Séminar from Manon Pinel, PhD student Allo-media/Lium
Speaker: Manon Pinel
Using self supervised pre-trained acoustic and linguistic representation for Speech Emotion Recognition
In Speech Emotion Recognition (SER), the main concept is obviously emotion. These emotions can be defined by multiple theories as it is perceived differently from one person to another. This perception is influenced by the person state of mind, the social environment, their culture, etc. By definition, emotion is highly subjective which explains the challenging aspect of the task. Therefore, to construct relevant datasets, we need multiple annotators to annotate the same data, resulting in a huge cost of the creation of large emotional speech datasets. Moreover, the multiple way of describing emotion (discrete with various labels or continuous with various axis) and the non-standardization of the annotation scheme make it really hard to use multiple dataset altogether to perform a SER task.
In order to create a relevant SER module from this restraint, we studied the best speech representation, to better help the module understanding the aim of the task.

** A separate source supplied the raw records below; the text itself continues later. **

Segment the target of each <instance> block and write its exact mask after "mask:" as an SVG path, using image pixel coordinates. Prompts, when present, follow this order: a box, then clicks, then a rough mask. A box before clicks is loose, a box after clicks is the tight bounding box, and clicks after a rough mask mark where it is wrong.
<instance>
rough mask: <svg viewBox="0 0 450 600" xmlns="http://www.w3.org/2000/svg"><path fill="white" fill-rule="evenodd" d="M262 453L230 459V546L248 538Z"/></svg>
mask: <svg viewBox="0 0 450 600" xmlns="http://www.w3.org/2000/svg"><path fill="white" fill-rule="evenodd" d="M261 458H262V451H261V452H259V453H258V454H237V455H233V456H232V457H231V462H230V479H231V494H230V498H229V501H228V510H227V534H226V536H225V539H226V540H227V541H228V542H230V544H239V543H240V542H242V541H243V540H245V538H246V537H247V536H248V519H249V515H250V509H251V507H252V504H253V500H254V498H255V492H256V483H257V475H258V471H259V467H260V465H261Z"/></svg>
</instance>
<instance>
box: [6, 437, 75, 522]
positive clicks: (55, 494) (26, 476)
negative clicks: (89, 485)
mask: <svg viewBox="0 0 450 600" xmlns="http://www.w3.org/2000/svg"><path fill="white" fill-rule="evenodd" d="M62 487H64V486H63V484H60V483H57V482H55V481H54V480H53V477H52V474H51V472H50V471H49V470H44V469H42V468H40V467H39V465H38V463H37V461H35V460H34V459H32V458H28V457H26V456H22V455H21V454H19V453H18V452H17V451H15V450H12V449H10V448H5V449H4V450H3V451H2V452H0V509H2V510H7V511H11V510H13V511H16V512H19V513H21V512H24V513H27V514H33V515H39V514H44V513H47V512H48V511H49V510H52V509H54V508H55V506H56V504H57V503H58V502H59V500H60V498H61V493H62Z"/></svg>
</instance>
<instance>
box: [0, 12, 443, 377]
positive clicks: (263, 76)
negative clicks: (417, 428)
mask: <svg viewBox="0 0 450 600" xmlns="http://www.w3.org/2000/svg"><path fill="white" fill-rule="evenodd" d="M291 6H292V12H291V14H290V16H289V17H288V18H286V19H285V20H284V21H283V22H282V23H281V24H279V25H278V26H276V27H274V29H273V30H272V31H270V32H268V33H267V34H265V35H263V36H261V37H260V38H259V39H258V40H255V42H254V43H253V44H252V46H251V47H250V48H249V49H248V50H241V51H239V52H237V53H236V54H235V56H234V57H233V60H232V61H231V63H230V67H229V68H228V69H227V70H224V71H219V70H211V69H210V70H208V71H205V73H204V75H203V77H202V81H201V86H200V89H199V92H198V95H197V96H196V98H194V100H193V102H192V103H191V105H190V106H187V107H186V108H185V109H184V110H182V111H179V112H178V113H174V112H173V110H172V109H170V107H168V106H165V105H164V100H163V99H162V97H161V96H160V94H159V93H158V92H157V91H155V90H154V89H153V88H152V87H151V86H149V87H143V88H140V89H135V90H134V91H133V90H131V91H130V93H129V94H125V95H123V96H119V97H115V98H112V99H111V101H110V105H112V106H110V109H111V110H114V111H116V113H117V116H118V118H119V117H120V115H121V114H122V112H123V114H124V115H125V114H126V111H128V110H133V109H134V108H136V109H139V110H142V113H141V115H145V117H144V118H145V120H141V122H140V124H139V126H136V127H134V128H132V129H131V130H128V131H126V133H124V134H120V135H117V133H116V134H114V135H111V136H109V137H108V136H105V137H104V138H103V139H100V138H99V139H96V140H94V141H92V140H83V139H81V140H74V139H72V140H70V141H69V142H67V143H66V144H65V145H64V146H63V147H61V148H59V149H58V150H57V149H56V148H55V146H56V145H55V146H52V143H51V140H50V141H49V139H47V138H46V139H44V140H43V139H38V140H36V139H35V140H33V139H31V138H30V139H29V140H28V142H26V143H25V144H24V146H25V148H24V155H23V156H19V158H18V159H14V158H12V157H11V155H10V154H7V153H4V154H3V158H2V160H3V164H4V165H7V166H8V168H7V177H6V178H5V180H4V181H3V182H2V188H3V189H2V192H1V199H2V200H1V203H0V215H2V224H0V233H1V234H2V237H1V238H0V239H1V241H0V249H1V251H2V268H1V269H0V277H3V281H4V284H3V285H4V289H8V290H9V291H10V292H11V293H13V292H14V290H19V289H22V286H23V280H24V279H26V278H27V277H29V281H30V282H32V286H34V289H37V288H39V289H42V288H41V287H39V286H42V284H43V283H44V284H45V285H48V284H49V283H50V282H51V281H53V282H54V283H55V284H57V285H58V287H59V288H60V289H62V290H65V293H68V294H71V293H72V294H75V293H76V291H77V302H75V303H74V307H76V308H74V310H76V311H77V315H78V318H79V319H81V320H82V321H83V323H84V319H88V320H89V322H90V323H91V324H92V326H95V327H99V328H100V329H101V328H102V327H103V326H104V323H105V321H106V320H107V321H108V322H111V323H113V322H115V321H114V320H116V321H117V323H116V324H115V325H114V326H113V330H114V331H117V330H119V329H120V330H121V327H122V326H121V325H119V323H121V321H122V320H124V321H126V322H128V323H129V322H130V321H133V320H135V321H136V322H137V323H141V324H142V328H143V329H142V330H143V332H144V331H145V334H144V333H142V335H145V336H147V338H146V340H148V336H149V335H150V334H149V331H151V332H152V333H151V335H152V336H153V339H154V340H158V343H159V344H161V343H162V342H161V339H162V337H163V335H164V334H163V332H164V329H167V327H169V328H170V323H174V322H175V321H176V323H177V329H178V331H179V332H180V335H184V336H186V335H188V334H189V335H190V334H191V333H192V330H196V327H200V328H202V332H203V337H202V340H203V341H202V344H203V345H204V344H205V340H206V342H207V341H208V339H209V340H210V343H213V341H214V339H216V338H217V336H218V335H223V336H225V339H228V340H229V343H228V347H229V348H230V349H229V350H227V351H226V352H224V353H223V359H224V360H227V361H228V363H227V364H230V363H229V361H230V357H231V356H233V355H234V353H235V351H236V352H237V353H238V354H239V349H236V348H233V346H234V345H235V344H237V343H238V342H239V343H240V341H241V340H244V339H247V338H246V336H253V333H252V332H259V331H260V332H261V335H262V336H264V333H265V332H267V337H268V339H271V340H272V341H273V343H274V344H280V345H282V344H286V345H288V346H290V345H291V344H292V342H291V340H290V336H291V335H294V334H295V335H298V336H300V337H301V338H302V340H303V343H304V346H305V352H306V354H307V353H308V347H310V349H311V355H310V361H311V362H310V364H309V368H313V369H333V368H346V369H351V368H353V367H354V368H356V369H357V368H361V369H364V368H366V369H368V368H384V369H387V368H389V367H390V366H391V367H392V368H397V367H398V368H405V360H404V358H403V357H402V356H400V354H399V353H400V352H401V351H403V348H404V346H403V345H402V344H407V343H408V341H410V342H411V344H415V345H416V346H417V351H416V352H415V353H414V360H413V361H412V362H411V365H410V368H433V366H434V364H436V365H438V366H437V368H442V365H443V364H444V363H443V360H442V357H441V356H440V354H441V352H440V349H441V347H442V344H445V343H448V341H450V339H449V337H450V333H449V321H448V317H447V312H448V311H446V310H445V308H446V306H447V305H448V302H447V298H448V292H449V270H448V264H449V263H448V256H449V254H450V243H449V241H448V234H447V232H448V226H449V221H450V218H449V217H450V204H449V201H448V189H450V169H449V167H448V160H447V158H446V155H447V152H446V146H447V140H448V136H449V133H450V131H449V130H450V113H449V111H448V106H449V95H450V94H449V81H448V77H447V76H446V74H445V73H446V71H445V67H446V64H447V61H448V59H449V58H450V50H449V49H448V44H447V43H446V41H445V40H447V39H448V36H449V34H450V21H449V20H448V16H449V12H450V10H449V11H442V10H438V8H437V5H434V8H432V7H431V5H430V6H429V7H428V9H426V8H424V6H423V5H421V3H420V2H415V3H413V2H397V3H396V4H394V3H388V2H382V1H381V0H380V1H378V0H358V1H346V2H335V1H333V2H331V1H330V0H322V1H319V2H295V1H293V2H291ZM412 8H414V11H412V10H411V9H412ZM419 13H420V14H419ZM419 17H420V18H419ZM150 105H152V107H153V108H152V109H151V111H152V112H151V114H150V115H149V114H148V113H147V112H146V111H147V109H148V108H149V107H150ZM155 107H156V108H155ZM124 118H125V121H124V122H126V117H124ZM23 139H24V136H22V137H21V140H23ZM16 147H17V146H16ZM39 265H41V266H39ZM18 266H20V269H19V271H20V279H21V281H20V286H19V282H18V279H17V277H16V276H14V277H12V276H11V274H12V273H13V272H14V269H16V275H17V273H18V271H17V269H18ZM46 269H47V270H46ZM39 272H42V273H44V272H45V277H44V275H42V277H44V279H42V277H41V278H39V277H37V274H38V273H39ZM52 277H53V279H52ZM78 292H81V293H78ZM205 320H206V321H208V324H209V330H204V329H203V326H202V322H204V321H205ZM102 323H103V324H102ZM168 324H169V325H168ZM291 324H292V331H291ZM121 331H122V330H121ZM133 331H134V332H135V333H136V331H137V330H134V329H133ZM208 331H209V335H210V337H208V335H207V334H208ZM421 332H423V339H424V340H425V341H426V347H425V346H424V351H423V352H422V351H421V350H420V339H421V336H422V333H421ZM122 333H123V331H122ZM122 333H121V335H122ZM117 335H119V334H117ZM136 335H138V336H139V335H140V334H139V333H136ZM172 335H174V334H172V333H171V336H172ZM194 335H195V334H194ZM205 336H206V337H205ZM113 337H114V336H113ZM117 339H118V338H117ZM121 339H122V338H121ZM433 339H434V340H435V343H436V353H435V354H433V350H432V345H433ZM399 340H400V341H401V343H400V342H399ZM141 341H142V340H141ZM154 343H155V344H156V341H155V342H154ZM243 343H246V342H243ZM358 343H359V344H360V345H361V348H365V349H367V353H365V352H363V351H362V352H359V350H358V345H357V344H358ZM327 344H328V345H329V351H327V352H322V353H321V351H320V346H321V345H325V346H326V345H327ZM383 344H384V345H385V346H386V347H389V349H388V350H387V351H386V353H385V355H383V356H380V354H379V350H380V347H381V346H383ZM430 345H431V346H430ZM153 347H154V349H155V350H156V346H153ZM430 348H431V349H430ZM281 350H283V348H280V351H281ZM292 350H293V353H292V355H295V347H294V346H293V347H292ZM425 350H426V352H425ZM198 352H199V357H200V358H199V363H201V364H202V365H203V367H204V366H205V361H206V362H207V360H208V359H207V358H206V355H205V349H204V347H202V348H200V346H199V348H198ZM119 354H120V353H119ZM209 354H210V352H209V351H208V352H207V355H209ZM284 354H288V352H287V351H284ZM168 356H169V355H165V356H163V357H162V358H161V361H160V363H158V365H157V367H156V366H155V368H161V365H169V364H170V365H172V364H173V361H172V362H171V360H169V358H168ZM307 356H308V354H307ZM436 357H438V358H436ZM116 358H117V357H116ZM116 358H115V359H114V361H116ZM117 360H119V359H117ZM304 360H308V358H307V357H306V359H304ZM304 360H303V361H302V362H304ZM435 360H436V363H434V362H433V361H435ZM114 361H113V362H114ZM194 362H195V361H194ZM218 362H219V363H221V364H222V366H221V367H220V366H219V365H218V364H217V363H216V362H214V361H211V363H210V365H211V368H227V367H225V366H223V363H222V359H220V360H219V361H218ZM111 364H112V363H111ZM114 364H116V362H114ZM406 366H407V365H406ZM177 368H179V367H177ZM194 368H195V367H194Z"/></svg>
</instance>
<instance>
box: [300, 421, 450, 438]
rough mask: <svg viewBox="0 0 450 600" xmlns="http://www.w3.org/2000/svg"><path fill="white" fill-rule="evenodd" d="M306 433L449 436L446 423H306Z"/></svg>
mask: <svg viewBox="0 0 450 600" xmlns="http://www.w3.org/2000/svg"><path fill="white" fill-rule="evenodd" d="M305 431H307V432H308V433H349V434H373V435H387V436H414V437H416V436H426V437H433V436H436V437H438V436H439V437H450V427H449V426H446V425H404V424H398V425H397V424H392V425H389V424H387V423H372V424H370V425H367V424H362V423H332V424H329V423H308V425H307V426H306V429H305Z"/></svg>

To do so, we broke down the problem into two aspects : acoustic and linguistic extracted from speech. As both aspects are relevant and gives different information on the emotional state of a speaker.
For this two aspects, we studied the best input features, in order to keep the emotional information while helping the module to better understand what we aim at retrieving. To do so, we question the use of pre-training for feature extraction as it is an increasingly studied approach to get better continuous representations of audio and text content.
We found out that the use of wav2vec and camemBERT as self-supervised learned models to represent our data in order to perform continuous SER on AlloSat, our large French emotional database describing the satisfaction dimension.